As the Tories attempt to find something to cheer in the
thoughts of the Rt Hon Gideon George Oliver Osborne, heir to the seventeenth
Baronet, who has regaled their party conference with more ideas to bribe rich
pensioners and screw the poor, one figure out there on the right is making
friendly noises in the direction of Nigel “Thirsty”
Farage and his fellow saloon bar propper-uppers at UKIP.
One serving MEP, what am I bid? It's with you over there Sir, yes you, the one already on his third pint
And that figure, unlike such less than distinguished beings
as the loathsome Toby Young, who has espoused the idea in the past, has
actually been elected to serve as an MEP, which
means it has to be Dan, Dan The Oratory Man. Hannan is widely believed to
be the next prominent Tory to jump ship and join the Farage fringe, so perhaps
his call is a last act of reconciliation before doing so.
Fair play to Hannan, though, he has at least got his ideas
into the Daily Mail, which at present
is highly supportive of Young Dave and his jolly good chaps. He begins by
telling readers “Seeing my old friend
Mark Reckless in another party is sad. A devoted and patriotic MP, he has just
taken the difficult decision to leave the Conservatives for Ukip”. And, as
the man said, there’s more.
“But the real
sadness is that there should be two such parties in Britain, their rivalry
retarding their shared objectives”. We might know what the Kippers’
objectives were – apart from paranoia over the EU – if they didn’t adopt and
then junk policies on the fly, as Mr Thirsty was doing at the weekend. Hannan’s
real fear is “as things stand, Ed
Miliband is likely to become Prime Minister with around 35 per cent support”.
And you can tell that this is pointless waffle when he tells
“Still, the values of Ukip and the Tories
are not so very different: patriotism, freedom, family, enterprise, dislike of
the European Court of Human Rights, support for our Armed Services, resentment
of the power-crazed EU”. So draping oneself in the flag, xenophobia, and a
list of woolly concepts that can be defined to suit, then.
Then he lets readers know that what Reckless and Carswell
did was perfectly honourable: “both men
wrestled with a decision they found incredibly difficult, risking their careers
for reasons of conscience”. So leaving the Tories and joining UKIP is not
unacceptable in the right circumstances. Perhaps it is also acceptable if the
person departing has proposed a pact and been rebuffed.

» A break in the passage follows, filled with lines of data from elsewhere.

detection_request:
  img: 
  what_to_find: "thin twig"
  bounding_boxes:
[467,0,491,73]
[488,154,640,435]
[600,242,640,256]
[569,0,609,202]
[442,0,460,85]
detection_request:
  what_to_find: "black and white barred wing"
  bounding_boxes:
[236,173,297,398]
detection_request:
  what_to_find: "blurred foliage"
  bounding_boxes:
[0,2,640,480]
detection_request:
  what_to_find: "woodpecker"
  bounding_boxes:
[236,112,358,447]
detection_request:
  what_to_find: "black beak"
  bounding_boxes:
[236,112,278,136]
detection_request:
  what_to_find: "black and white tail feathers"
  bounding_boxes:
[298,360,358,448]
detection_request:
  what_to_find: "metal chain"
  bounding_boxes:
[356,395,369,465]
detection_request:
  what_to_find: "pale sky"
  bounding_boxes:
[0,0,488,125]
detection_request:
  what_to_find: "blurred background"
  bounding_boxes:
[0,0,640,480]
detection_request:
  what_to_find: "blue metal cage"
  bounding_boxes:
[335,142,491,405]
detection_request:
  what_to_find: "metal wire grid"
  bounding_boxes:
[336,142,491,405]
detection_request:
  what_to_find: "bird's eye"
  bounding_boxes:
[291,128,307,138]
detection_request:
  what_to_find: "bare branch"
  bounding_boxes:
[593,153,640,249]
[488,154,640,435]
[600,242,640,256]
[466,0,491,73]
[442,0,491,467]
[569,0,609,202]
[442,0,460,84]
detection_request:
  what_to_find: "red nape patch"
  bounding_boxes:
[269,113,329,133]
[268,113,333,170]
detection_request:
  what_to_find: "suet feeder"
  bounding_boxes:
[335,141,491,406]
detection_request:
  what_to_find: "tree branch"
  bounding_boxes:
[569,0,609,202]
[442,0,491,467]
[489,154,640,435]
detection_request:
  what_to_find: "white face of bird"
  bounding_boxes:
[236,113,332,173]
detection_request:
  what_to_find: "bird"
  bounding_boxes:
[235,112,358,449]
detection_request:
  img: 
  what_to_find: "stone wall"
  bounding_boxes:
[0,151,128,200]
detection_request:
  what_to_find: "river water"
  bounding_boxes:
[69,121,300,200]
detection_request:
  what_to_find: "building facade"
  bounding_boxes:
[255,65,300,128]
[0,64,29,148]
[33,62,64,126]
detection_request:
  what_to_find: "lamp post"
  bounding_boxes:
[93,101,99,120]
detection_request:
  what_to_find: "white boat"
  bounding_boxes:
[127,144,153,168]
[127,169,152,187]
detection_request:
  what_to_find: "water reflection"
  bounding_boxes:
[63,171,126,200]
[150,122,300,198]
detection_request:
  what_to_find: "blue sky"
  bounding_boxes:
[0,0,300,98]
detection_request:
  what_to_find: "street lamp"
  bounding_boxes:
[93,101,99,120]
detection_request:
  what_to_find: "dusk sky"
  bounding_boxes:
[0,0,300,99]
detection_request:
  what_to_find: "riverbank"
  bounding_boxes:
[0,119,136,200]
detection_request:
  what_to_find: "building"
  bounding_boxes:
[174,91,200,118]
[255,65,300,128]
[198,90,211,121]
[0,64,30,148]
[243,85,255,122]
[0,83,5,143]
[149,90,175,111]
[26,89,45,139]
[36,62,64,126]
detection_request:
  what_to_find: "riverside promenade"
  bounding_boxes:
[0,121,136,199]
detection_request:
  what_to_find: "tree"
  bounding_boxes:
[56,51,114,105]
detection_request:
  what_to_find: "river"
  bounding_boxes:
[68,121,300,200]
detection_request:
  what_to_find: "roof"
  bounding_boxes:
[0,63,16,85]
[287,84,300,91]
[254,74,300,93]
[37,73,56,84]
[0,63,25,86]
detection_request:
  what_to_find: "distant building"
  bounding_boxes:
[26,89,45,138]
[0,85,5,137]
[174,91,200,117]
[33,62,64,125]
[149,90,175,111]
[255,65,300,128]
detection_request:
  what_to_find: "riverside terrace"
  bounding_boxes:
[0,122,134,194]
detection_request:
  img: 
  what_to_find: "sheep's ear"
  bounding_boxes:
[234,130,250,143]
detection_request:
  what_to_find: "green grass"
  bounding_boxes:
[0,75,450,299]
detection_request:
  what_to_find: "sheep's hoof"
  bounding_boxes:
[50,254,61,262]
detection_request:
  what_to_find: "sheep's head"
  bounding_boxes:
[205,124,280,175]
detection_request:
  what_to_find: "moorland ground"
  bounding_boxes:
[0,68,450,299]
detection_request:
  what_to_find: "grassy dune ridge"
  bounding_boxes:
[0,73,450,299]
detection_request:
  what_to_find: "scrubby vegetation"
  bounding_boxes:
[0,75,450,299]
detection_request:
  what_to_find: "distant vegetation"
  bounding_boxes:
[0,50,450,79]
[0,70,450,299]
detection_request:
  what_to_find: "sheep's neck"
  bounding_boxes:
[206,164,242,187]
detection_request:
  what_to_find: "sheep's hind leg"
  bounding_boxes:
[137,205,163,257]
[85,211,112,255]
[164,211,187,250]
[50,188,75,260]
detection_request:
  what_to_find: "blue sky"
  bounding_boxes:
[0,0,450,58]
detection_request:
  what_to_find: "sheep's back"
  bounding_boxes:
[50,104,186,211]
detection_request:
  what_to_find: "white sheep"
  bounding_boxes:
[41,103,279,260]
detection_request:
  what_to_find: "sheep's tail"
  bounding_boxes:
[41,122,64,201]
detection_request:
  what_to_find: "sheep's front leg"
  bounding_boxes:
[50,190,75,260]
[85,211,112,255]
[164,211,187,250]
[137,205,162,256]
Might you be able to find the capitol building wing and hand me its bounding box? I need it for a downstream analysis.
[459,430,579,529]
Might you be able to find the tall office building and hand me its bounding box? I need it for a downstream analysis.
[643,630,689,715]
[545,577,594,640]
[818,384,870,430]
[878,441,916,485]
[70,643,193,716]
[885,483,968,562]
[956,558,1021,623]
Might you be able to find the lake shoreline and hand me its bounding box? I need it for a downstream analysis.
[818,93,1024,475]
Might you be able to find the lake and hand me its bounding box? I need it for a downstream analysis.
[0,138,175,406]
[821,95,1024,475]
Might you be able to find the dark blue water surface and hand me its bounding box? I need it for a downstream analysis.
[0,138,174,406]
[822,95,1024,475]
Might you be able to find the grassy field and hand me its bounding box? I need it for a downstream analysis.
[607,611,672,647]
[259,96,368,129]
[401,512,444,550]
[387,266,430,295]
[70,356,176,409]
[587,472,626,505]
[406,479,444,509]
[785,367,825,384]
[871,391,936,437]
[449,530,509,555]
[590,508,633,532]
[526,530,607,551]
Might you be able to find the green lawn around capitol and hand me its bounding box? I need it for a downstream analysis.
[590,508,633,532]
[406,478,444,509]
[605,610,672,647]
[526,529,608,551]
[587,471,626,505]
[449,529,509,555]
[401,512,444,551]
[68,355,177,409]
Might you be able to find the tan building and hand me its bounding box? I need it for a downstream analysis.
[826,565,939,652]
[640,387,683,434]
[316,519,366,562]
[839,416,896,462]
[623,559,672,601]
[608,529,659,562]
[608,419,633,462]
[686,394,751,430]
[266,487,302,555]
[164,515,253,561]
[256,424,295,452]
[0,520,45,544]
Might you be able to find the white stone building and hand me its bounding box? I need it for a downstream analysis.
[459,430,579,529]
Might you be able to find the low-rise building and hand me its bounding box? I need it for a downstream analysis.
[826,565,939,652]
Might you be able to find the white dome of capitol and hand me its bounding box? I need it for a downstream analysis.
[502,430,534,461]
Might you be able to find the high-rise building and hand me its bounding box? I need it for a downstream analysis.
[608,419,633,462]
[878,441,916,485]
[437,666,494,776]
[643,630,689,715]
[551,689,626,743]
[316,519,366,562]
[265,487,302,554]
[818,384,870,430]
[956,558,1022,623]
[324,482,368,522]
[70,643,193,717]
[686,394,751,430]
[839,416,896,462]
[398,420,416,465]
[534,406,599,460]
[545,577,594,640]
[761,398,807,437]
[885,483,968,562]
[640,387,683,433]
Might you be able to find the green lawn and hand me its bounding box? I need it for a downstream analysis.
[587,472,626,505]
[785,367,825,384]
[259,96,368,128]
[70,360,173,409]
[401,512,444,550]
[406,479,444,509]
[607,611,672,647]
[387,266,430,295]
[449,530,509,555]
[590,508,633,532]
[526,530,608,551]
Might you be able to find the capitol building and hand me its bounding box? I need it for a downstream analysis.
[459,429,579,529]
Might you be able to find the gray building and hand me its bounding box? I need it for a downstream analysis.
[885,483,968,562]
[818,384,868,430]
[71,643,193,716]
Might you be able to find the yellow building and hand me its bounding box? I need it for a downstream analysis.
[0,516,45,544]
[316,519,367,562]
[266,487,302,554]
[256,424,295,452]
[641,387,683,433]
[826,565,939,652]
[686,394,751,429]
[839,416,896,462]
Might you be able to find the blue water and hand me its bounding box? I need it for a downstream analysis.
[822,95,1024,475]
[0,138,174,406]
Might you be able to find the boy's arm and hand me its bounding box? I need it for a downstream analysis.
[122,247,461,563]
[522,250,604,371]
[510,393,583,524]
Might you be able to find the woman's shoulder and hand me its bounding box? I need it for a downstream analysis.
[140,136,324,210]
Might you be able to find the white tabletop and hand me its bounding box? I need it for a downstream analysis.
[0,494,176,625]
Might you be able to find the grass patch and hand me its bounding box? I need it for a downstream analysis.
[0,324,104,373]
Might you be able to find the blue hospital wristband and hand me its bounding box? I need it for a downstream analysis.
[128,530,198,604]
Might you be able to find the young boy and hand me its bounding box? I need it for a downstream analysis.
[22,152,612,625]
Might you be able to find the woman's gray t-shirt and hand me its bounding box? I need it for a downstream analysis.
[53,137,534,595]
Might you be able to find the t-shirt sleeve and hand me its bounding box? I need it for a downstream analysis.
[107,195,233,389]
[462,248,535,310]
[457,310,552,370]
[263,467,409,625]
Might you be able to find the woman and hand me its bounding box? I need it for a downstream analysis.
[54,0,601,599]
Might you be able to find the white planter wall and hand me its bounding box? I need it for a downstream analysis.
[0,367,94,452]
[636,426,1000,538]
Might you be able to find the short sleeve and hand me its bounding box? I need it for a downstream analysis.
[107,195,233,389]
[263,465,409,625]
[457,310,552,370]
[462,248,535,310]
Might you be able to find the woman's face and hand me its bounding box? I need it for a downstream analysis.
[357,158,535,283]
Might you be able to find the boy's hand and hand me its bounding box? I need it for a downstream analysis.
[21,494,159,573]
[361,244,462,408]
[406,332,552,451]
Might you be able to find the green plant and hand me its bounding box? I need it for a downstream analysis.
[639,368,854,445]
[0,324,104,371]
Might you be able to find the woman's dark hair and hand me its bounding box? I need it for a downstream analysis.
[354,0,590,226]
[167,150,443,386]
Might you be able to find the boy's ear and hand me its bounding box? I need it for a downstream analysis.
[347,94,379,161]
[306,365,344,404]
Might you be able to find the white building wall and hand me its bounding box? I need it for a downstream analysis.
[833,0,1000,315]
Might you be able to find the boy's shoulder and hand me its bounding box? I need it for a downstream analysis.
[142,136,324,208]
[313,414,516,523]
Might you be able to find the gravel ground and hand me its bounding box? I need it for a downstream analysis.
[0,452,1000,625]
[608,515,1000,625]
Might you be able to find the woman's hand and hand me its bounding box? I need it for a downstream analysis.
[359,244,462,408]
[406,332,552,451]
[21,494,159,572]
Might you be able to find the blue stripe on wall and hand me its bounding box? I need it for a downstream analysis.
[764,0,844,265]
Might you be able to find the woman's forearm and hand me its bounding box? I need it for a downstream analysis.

Hannan has proposed some kind of pact with UKIP, and he must
know his proposal will be swiftly rebuffed: that would give Farage the
credibility he craves, and Cameron is not about to do that. He would then be
able to say he had exhausted his options and join Mr Thirsty for the obligatory
pint of Landlord. His article merely underscores the rumours of his impending
defection.
Iain Dale just said the
next departure isn’t an MP. Hannan
fits that bill.
2 comments:
Patriotism? Isn't that the last refuge of the scoundrel?
Virtue of the vicious, according to Oscar Wilde (and Sean Connery, well, a character he played).